Bolehkah saya mengambil darinya tanpa sepengetahuannya untuk sekedar mencukupi
kebutuhan saya dan anak saya?”
Mendengar penuturan orang ini, Nabi
saw. menjawab:
Ambillah nominal yang mencukupi
kebutuhanmu dan anakmu.
[Muttafaqun ‘alaihi]
[Muttafaqun ‘alaihi]
KEEMPAT: Memberikan Penghormatan
Dengan Hangat Kepada Pasangannya
Memberikan
penghormatan dengan hangat kepada pasangannya, baik ketika hendak pergi keluar
rumah, ataupun ketika pulang. Penghormatan itu, hendaklah dilakukan dengan
mesra.
Dalam
beberapa hadits diriwayatkan, ketika hendak pergi shalat, Rasulullah saw.
mencium isterinya tanpa berwudhu lagi dan langsung shalat. Ini menunjukkan,
bahwa mencium isteri dapat mempererat hubungan antara suami isteri, meluluhkan
kebekuan ataupun kekakuan antara suami isteri. Tentunya dengan melihat situasi,
jangan dilakukan di hadapan anak-anak.
Perbuatan
sebagian orang, ketika seorang isteri menjemput suaminya yang datang dari luar
kota atau dari luar negeri, ia mencium pipi kanan dan pipi kiri di tempat umum.
Demikian ini tidak tepat.
Memberikan
penghormatan dengan hangat tidak mesti dengan mencium pasangannya. Misalnya,
seorang suami dapat memanggil isterinya dengan baik, tidak menjelek-jelekkan
keluarganya, tidak menegur isterinya di hadapan anak-anak mereka. Atau seorang
isteri, bila melakukan penghormatan dengan menyambut kedatangan suaminya di
depan pintu.

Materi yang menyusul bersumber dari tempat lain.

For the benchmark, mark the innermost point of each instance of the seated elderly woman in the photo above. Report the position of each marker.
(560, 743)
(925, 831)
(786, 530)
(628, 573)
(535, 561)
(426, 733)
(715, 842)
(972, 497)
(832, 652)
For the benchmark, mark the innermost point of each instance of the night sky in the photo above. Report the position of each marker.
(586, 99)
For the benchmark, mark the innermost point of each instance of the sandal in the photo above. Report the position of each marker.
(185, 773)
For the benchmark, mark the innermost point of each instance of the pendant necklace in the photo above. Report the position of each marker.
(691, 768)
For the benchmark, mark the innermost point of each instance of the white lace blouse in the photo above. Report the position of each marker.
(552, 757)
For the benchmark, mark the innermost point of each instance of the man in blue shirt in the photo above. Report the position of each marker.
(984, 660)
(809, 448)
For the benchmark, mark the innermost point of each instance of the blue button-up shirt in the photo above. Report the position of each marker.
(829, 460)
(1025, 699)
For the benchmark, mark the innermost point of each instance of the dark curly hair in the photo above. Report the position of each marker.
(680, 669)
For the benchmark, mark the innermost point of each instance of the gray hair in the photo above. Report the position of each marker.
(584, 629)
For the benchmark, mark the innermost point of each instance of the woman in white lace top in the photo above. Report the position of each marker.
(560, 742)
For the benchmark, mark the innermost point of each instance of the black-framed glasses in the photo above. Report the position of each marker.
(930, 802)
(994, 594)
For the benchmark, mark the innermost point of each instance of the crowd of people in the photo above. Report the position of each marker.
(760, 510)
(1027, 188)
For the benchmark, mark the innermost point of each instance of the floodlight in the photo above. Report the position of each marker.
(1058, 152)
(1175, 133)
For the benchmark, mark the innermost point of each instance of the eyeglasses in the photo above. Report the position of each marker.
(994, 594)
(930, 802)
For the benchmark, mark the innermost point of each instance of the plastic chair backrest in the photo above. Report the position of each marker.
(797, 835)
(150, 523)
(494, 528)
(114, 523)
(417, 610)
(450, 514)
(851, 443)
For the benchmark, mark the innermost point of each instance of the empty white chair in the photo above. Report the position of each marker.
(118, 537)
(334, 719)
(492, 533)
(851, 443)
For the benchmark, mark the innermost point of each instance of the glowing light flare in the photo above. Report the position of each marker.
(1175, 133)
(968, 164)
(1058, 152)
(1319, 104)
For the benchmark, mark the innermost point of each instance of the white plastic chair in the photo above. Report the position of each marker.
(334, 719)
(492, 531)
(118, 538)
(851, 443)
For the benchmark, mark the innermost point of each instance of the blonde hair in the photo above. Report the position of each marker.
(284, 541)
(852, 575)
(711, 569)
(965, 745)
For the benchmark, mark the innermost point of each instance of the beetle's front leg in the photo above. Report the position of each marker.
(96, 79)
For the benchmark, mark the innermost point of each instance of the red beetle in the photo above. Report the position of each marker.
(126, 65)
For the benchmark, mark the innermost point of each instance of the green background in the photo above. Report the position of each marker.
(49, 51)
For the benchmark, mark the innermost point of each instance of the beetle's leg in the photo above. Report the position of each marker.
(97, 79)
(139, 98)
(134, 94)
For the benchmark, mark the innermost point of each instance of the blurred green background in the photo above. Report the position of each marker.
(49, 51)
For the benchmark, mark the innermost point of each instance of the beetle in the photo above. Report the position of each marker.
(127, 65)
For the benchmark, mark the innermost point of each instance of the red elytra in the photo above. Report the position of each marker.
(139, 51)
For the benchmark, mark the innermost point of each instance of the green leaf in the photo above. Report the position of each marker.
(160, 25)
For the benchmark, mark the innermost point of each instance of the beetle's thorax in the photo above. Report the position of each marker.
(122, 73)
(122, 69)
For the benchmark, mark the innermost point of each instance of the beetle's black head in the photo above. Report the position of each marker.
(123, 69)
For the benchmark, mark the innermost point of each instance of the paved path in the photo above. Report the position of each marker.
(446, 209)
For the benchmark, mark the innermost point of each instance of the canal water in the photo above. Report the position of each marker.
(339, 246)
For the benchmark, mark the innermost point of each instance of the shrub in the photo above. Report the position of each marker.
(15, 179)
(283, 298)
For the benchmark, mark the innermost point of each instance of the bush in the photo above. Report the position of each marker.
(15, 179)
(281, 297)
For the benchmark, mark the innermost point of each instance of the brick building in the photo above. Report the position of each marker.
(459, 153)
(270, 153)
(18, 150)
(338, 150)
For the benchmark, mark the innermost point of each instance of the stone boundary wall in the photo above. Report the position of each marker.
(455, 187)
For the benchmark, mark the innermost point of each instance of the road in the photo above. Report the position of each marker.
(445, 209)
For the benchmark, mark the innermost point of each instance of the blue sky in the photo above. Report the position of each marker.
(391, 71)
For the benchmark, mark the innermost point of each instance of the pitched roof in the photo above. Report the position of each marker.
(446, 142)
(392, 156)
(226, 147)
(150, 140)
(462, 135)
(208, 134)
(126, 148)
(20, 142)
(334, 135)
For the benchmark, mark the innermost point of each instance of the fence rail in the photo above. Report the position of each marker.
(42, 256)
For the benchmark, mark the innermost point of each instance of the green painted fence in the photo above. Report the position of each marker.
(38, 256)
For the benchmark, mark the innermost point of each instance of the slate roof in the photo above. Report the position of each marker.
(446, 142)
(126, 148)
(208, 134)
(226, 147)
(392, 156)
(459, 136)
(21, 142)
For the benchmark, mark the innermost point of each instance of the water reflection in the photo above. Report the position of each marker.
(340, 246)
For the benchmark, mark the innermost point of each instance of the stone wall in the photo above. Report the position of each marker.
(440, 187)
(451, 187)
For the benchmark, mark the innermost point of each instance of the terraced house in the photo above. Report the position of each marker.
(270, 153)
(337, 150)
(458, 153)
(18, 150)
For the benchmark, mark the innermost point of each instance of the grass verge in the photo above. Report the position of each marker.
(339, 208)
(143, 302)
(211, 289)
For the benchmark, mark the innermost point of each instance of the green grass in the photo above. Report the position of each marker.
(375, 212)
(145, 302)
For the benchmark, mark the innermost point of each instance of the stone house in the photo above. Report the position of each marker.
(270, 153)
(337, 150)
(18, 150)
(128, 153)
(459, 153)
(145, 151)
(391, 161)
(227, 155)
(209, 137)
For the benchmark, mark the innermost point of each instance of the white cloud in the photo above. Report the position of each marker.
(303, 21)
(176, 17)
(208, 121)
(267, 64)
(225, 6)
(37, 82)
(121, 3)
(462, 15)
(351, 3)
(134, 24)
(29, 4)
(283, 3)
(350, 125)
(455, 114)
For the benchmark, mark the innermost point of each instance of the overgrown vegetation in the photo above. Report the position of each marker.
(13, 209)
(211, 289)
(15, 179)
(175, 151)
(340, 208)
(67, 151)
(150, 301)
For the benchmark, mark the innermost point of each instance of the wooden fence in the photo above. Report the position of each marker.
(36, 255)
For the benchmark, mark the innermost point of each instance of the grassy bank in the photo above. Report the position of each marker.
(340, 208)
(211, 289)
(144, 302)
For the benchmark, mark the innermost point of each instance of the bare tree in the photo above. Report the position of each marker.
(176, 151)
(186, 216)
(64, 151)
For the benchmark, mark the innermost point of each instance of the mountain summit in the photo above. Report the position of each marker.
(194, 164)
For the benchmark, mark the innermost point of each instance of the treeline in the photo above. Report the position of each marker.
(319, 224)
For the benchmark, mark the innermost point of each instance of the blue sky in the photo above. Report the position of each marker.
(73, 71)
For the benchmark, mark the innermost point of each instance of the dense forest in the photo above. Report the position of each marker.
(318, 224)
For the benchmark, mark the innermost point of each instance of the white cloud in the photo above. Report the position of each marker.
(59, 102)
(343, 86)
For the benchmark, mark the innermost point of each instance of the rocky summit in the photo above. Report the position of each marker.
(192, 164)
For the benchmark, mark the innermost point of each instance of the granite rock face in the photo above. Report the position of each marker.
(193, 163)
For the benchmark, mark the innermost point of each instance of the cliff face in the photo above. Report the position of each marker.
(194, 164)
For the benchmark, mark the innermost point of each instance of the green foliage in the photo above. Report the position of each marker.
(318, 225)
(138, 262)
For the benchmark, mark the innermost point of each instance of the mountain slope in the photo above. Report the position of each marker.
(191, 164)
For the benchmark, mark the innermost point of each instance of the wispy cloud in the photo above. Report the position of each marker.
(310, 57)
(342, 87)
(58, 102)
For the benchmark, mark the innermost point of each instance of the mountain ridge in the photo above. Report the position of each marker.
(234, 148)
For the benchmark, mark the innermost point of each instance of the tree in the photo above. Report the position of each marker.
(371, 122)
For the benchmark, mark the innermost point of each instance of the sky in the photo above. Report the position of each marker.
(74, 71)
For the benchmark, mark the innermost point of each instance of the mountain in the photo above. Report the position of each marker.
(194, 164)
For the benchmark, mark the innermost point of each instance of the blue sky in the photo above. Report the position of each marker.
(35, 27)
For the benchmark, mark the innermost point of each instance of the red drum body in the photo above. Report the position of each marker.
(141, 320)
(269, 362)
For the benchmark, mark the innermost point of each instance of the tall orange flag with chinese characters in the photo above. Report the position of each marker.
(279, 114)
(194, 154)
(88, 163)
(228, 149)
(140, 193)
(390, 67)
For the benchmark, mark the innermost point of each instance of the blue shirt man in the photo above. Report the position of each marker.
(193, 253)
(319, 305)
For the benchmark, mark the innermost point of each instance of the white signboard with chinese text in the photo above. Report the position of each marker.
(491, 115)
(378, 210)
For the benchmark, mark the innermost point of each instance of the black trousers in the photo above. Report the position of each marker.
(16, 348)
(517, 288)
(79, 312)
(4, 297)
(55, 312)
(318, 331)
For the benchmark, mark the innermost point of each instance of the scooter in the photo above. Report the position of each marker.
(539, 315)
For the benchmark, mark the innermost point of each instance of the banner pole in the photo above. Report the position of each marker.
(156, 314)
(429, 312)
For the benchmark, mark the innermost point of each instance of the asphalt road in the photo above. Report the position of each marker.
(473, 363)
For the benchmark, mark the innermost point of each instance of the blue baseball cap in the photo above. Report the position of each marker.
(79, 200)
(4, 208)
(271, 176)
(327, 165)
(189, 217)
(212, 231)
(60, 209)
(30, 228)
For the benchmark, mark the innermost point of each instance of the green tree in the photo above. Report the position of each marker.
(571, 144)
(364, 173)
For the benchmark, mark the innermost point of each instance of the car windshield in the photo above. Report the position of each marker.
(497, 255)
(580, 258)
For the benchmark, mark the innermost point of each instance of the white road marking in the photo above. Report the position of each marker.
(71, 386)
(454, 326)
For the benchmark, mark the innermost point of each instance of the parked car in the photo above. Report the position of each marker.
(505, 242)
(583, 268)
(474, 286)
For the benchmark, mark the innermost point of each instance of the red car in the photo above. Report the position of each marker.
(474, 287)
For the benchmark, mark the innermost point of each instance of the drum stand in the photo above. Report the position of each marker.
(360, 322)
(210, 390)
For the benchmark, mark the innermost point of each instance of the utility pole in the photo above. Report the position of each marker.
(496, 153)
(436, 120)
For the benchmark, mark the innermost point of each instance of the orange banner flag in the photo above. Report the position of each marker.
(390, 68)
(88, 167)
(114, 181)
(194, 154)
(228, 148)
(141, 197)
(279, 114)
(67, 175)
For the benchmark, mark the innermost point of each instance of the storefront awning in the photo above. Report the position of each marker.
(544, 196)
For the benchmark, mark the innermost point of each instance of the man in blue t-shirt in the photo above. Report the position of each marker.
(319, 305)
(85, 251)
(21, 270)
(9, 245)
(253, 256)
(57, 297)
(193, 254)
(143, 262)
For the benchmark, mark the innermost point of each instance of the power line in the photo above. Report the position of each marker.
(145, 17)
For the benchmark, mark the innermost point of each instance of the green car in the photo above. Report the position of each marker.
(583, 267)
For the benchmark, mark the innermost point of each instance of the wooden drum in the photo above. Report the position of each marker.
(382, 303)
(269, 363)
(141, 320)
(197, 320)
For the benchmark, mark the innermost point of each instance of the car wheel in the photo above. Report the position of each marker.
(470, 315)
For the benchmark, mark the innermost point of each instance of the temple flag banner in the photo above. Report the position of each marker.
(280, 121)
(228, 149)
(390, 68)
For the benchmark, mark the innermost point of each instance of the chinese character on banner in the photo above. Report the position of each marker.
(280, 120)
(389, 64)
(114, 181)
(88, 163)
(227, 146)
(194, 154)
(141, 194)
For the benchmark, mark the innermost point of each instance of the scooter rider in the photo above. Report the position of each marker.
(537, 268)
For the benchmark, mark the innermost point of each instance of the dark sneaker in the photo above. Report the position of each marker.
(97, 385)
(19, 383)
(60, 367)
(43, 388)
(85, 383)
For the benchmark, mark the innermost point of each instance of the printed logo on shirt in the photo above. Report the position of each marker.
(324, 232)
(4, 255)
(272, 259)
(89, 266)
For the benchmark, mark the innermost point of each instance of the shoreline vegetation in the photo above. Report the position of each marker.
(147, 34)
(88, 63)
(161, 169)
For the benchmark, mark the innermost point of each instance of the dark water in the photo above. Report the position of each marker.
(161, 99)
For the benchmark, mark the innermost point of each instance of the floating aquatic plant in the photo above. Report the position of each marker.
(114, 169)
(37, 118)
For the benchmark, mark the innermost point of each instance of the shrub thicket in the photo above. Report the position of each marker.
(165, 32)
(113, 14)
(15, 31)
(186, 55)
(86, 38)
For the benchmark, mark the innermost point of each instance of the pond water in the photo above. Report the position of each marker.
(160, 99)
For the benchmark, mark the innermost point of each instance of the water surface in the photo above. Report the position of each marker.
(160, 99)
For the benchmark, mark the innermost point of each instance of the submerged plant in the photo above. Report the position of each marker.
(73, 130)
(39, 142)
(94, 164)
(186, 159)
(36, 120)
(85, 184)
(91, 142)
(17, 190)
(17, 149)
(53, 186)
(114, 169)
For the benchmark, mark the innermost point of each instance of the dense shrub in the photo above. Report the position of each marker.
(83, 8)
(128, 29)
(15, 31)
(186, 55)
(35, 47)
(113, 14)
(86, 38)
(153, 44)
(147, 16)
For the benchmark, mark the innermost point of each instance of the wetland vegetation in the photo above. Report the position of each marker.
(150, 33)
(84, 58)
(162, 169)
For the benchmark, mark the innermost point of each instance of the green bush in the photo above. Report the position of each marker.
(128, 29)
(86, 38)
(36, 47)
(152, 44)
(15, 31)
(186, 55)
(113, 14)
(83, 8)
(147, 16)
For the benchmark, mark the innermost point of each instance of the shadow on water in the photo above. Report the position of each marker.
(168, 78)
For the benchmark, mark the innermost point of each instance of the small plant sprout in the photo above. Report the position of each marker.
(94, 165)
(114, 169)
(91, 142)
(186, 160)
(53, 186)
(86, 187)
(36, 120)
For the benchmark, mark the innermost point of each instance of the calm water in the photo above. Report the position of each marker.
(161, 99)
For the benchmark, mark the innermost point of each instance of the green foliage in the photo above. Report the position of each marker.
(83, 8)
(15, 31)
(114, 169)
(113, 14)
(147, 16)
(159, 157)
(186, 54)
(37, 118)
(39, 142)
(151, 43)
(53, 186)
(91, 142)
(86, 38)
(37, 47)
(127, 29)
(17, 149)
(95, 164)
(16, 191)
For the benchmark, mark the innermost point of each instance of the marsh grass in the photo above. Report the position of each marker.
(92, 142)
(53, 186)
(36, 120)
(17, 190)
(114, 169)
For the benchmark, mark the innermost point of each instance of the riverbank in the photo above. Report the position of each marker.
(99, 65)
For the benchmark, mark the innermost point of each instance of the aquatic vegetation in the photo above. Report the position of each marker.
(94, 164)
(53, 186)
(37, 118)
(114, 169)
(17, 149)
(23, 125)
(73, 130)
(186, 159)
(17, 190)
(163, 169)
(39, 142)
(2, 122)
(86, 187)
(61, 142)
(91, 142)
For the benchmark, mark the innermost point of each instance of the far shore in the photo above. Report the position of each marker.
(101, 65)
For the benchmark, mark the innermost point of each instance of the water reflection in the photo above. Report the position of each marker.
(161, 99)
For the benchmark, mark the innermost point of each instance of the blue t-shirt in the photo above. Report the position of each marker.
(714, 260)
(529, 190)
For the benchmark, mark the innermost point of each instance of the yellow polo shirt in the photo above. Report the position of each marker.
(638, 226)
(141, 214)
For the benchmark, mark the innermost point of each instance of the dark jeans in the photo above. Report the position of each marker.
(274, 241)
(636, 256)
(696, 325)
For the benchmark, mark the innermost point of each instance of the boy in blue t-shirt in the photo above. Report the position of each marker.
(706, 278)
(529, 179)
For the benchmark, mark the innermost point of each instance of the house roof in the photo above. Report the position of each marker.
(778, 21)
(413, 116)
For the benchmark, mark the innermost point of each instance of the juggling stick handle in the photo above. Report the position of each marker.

Apabila suami hendak bepergian, istri menyiapkan pakaian yang
telah disetrika dan dimasukkannya ke dalam tas dengan rapi.
Suami
hendaknya menghormati isterinya dengan mendengarkan ucapan isteri secara
seksama. Sebab terkadang, ada sebagian suami, jika isterinya berbicara, ia
justru sibuk dengan hand phone-nya mengirim sms atau sambil membaca koran. Dia
tidak serius mendengarkan ucapan isteri. Dan jika menanggapinya, hanya dengan
kata-kata singkat. Jika isteri mengeluh, suami mengatakan “hal seperti ini saja
dipikirkan!”
Meskipun
sepele atau ringan, tetapi hendaklah suami menanggapinya dengan serius, karena
bagi isteri mungkin merupakan masalah yang besar dan berat.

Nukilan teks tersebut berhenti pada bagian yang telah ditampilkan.